Hohe Inflation und eine schwache Wirtschaftsentwicklung sind eine toxische Kombination. Volkswirte bezeichnen diese Situation als Stagflation, also eine Kombination aus wirtschaftlicher Stagnation und hoher Inflation. Die Gefahr, dass Deutschland und Europa in diese Lage geraten und dann nicht so schnell wieder herausfinden, ist gerade groß (in den USA ist die Inflation zwar auch hoch, aber die Wirtschaft brummt).

Umso wichtiger wäre es, dass die Europäische Zentralbank (EZB) und die Politik beherzt entgegensteuern. Doch sie tun das bislang nicht. Im Gegenteil: Die Berliner Ampelkoalition bringt Entlastungspakete auf den Weg, was die Kaufkraft stärken soll, aber nach Meinung von Ökonomen die Inflation in dieser Lage weiter befeuern könnte.

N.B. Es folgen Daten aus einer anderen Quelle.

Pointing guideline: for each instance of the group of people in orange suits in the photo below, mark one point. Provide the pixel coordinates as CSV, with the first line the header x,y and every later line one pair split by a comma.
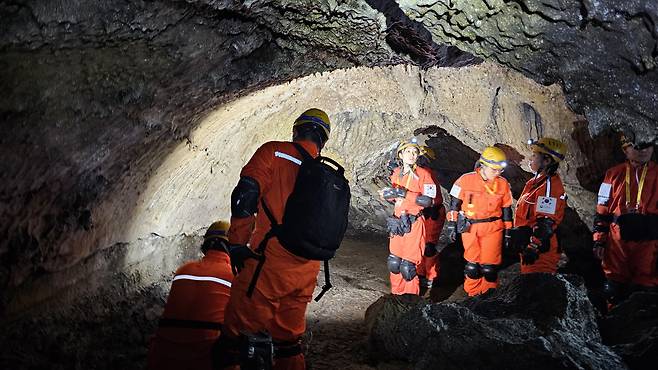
x,y
242,306
480,210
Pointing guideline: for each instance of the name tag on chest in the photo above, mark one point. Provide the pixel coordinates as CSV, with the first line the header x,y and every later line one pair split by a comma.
x,y
546,205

Auch Christine Lagarde, die Präsidentin der EZB, gibt sich seltsam zurückhaltend. Kurz vor Ostern erst war von wieder steigenden Zinsen die Rede, womöglich im Sommer, wann genau, ließ Lagarde aber offen.

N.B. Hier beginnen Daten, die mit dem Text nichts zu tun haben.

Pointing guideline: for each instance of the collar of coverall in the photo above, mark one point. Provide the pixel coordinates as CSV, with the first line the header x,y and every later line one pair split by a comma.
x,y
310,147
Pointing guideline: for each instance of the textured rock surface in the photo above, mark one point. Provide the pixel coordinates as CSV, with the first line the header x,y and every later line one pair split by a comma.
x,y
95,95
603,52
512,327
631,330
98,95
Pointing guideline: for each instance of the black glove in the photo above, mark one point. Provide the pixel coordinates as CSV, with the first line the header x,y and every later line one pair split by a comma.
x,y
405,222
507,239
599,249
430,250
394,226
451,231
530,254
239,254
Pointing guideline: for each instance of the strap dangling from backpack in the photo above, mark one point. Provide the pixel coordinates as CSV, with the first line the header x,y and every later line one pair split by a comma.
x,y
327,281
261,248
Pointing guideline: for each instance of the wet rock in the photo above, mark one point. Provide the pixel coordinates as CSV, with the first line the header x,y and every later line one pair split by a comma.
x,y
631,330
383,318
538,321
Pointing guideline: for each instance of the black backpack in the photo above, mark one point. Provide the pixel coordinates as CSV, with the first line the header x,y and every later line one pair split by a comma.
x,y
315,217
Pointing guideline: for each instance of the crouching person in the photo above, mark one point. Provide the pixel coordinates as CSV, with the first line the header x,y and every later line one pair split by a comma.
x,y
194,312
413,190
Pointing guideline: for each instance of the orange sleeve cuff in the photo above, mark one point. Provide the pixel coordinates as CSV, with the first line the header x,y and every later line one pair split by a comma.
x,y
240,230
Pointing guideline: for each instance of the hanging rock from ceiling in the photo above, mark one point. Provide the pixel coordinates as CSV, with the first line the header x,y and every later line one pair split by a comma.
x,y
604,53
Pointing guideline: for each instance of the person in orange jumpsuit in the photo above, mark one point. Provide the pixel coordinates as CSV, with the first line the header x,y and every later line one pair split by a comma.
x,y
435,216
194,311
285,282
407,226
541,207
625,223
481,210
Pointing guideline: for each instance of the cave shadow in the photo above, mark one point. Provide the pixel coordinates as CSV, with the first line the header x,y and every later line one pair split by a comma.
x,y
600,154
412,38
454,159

Schon klar, die Lage ist kompliziert: Jeder Zinsschritt ist zwar gut gegen die Inflation, aber schlecht für die Konjunktur und für angespannte Staatshaushalte, besonders die der südeuropäischen EU-Länder. Jetzt rächt sich, dass die EZB viel zu lang ihre Niedrigzinspolitik verfolgt hat und die Zügel nicht angezogen hat, als das noch leichter möglich gewesen wäre. Trotzdem ist ein klares Signal der EZB im Kampf gegen die Inflation jetzt wichtig.